Jockey Eric Camacho, riding for just the third time in six years, picked up his first victory since 2016 when he guided Hillwood Stable’s Post Time, a 2-year-old Maryland-bred son of Frosted, to a two-length debut triumph Friday at Laurel Park.

Camacho, 38, exercises horses in the morning for trainer Brittany Russell, including Post Time, who ran 5 ½ furlongs in 1:04.26 over a fast main track in a maiden special weight originally carded for the Bowl Game turf course.

“Thank you, Jesus,” Camacho said. “I rode one race last year at Colonial Downs for [trainer] Michelle Lovell, just to stay busy and keep in tune and stuff. Previous to that I was off for 4 ½ years.

“This is for my brother, who passed away in 201,9 and my father, who passed away in 2021. So, this means a lot to me,” he added. “I wish they could be here for it.”

Camacho won 785 races between 2004 and 2016, capturing Laurel Park’s 2005 winter meet riding title. He finished third on Tap Attack Aug. 25, 2021 at Colonial, his first mount since running fifth on Perfect Game Cain Jan. 2, 2017 at Laurel.

Camacho, who as a teen decided to become a jockey after a chance meeting with rider Alberto Delgado, won the 2008 Forward Gal (G3) and Davona Dale (G2) on Bsharpsonata and 2013 Bashford Manor (G3) on Debt Ceiling.

Eric Camacho
Eric Camacho won aboard Post Time for his first win since 2016. Photo by Jim McCue.

“I’ll be picky here and there,” Camacho said about a possible comeback. “It’s all about opportunities.”

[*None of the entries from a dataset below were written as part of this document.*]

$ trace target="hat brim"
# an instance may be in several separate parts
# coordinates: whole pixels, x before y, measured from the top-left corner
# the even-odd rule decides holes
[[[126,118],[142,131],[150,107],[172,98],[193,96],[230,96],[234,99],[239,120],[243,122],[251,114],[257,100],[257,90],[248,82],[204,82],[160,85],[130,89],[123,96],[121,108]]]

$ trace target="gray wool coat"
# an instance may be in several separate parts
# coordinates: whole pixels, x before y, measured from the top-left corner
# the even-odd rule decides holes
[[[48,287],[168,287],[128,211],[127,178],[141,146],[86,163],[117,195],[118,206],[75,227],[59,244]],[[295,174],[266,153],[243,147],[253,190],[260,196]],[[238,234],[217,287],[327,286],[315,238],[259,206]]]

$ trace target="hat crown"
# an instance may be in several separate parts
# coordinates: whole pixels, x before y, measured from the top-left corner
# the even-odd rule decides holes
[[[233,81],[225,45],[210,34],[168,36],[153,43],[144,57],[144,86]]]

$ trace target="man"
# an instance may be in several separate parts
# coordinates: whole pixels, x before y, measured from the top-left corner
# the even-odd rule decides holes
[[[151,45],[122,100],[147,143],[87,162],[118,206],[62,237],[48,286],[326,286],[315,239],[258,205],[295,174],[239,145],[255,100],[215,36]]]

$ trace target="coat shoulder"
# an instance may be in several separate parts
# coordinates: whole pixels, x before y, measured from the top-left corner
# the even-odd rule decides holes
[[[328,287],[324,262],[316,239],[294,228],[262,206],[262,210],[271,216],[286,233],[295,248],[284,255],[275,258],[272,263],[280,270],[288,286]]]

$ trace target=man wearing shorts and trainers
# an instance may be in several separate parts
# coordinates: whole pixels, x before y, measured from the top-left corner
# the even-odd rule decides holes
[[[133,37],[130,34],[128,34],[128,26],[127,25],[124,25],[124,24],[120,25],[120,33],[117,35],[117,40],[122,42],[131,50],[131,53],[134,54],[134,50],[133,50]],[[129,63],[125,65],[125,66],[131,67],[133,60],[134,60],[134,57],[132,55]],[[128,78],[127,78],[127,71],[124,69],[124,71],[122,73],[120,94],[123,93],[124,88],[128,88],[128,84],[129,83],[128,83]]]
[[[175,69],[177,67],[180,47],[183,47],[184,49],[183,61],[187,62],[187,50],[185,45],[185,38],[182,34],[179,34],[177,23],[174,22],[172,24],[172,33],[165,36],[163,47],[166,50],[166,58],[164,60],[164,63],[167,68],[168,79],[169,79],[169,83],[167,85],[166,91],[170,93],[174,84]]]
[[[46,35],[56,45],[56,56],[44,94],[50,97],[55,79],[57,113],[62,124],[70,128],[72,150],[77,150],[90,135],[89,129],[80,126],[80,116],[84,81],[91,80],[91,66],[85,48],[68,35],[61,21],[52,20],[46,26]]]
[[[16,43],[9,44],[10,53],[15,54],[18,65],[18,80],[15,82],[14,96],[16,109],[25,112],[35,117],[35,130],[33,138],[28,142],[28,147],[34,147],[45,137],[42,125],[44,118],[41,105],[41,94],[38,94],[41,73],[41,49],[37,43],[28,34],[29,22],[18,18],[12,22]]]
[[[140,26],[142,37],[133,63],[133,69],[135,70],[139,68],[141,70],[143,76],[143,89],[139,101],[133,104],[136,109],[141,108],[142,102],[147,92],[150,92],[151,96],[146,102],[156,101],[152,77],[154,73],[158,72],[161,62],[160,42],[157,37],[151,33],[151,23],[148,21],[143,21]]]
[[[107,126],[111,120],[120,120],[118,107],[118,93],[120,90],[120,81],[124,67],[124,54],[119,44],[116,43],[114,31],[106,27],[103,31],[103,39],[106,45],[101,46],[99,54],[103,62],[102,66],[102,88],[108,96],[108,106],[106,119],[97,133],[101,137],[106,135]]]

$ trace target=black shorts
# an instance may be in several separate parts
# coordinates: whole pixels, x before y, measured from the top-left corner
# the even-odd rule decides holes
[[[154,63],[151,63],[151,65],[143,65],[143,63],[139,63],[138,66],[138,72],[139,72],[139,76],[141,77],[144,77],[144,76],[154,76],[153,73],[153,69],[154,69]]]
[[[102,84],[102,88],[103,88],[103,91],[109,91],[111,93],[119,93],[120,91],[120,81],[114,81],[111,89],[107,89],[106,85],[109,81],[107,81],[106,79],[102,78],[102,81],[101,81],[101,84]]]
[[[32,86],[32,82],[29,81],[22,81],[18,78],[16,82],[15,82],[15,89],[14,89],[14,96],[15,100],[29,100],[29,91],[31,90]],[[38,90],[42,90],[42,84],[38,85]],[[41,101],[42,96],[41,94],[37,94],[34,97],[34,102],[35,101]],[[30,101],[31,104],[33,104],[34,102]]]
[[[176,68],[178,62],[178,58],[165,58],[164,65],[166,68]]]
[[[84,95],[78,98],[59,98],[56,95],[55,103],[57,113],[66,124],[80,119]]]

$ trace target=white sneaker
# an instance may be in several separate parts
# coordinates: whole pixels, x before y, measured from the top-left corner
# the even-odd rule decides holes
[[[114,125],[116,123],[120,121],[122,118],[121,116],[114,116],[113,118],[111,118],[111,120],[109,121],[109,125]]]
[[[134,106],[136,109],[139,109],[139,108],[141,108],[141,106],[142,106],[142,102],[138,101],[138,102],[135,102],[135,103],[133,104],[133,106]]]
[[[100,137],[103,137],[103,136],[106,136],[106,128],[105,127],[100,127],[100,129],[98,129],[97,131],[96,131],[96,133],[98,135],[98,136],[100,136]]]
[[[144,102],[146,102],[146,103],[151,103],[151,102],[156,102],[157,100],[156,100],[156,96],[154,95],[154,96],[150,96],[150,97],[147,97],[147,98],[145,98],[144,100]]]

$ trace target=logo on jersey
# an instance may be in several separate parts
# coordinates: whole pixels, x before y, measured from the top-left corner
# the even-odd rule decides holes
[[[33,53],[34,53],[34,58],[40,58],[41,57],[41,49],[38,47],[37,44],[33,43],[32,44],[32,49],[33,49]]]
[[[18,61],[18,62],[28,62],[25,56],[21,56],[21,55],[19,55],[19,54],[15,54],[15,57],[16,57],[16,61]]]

Post Time displayed plenty of energy before the race, and settled into fifth as even-money favorite Landon Jack set the pace into the far turn, going a quarter-mile in 22.45 seconds. Camacho tipped off the rail and swung widest of all leaving the turn as the half went in 44.79, and raced greenly through the stretch before reeling in the pacesetter inside the sixteenth pole and coasting to the wire.

“This is a colt that I’ve been on regularly. He’s a playboy. He likes to play around,” Camacho said. “As you could see, he came out of the paddock standing on his hind legs. But I do know the horse very well, that’s why I was never concerned at any point. He broke sharp and put me right in a great spot.

“Once he struck the lead and the front horse was down on the inside, he was kind of looking for someplace to go,” he added. “He knew where to go, to the wire.”